Although It looks good and I’m sure was delicious… I would never use that much butter. I always cut the butter by at least half. Chefs love to drown their food in butter. Even when I make shrimp scampi, I use less than half of what a chef would use. In baking I use the amount of butter called for and sometimes more.


----------



## DoomsDave (Dec 6, 2018)

Two Knots said:


> Although It looks good and I’m sure was delicious… I would never use that much butter. I always cut the butter by at least half. Chefs love to drown their food in butter. Even when I make shrimp scampi, I use less than half of what a chef would use. In baking I use the amount of butter called for and sometimes more.

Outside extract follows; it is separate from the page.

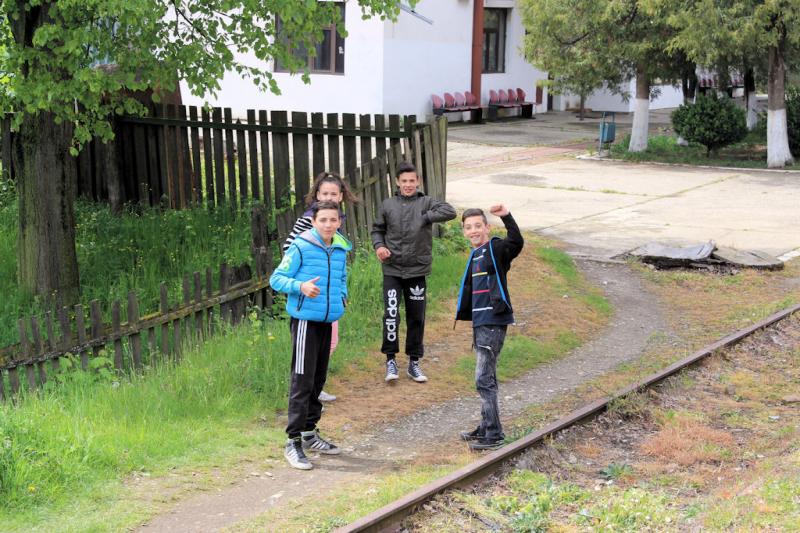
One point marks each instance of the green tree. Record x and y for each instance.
(617, 39)
(711, 121)
(724, 31)
(61, 99)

You certainly have a point. So good! Maybe add some olive oil?


----------



## Two Knots (Nov 12, 2011)

DoomsDave said:


> You certainly have a point. So good! Maybe add some olive oil?


Did I read it right 8 T of butter + 4 T regular butter? If so, it’s too much.
like I said, most chefs use 12 T or more to make shrimp scampi.
I use about 5 T…and it’s delicious.


----------



## J. V. (Jun 1, 2007)

Today all the TV chefs give homage to Julia as she was the original pioneer for home cooks using true French techniques. Sara Moulton actually worked under Julia as her assistant. Then came the Galloping Gourmet and the Frugal Gourmet.
I watched all these shows as a kid and still watch lots of cooking on TV. Partly I think why I love to cook and do a darn good job of it. When I graduated high school, my dad told me I had 2 choices. Go to college or get a job and start paying rent. I almost went to culinary school. But settled on working and I got an electrical apprenticeship when I turned 18.
This is what I have done my entire life. I have had little spurts of other jobs in between real electrical work over the years.

There is a show about Julia on now where contestants watch her videos and compete making her dishes. I have not seen it. Only the commercials for it.


----------



## Startingover (Apr 18, 2012)

DoomsDave said:


> I used to love to watch the late Julia Child to laugh a bit at her corny jokes, and my late uncle's comment that she looked like a man dressed like a woman. (I believed my uncle, though dad made a point of saying the uncle was "pulling my leg.") I even once went out as Julia for Halloween. :devil3: Fortunately, that was a long LONG time ago.
> 
> Then someone stuck this recipe on MSN and her description of it was so rapturous, even if an obvious pitch to buy some of Julia's books, that I had to try it.
> 
> ...


I’d try 1/2 & 1/2 evoo and butter.


----------